Another approach to the problem of scribing would be to put 1" or 1 1/4" banding on 3/4 or 5/8 substrate and scribe off the overhang, but this is still a lot slower than hanging chair-rail on a straight wall. Unfortunately, even though steel studs are somewhat flexible they will not pull out to true unless the chair rail is very rigid- even an 1 1/2" solid wood rail will tend to follow a crooked wall rather than pull it straight.
I agree with Contributor G that it's important to be proactive. Get out there and establish your requirements. We set it out in our proposal - "walls, floors, and ceilings must be within 1/8” plumb, level, and true in 8’ or additional install cost may be incurred." We also indicate where blocking will be required on our shop drawings.
From contributor G:
I have controlled many situations like this with my proposal which becomes part of the contract.

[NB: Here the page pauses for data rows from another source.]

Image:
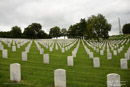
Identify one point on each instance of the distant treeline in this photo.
(94, 27)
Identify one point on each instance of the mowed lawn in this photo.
(34, 73)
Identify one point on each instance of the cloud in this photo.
(61, 13)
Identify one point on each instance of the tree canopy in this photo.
(95, 27)
(16, 32)
(126, 29)
(55, 32)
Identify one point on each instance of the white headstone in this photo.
(123, 64)
(13, 48)
(114, 52)
(101, 52)
(62, 50)
(24, 56)
(73, 53)
(18, 45)
(90, 54)
(46, 58)
(15, 72)
(70, 60)
(41, 51)
(113, 80)
(60, 78)
(109, 56)
(127, 55)
(9, 45)
(96, 62)
(4, 53)
(51, 49)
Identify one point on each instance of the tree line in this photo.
(95, 27)
(33, 31)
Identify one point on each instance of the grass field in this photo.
(37, 74)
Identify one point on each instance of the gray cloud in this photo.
(61, 13)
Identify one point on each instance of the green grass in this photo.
(37, 74)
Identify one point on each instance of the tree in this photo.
(16, 32)
(32, 30)
(82, 28)
(98, 27)
(63, 32)
(78, 30)
(126, 29)
(42, 34)
(54, 32)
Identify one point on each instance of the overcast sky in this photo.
(62, 13)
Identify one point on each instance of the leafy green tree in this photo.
(63, 32)
(126, 29)
(78, 30)
(16, 32)
(82, 28)
(42, 34)
(54, 32)
(32, 30)
(98, 27)
(29, 32)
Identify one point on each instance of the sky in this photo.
(62, 13)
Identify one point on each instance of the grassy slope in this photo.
(82, 74)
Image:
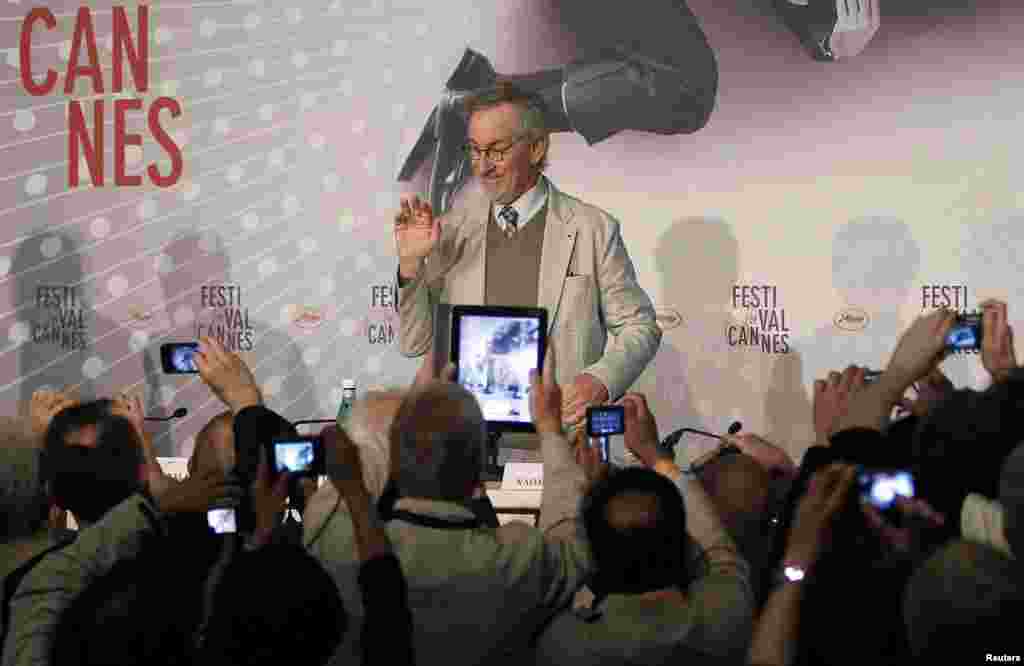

Exclusions that the contractor was insistent was part of my scope until I pointed them out in my quote. Contractors bending over backwards to put in in blocking because it was part of my quote; and as the contractor pointed out to me if the contract never gets signed by both parties the proposal becomes the contract, which is good reason to spell this stuff out in your proposal but at the end of the day being proactive is king.
From the original questioner
We have been doing this for some years now by various methods. The most recent (and successful) was to CNC a groove, 1/32" deeper than the surface laminate, right down the middle of the strips. After face-screwing and counter-sinking the screws we glue in a strip of laminate to cover over the bare area and the screw heads. It is efficient and the client is ok with it, but I would like to find something better. With that said we are going to try the French cleat idea in our lunch room to see if we like it.
From contributor C:
We have had great success with the panel clips and the French cleat, but that is real time consuming unless you get set-up to run it.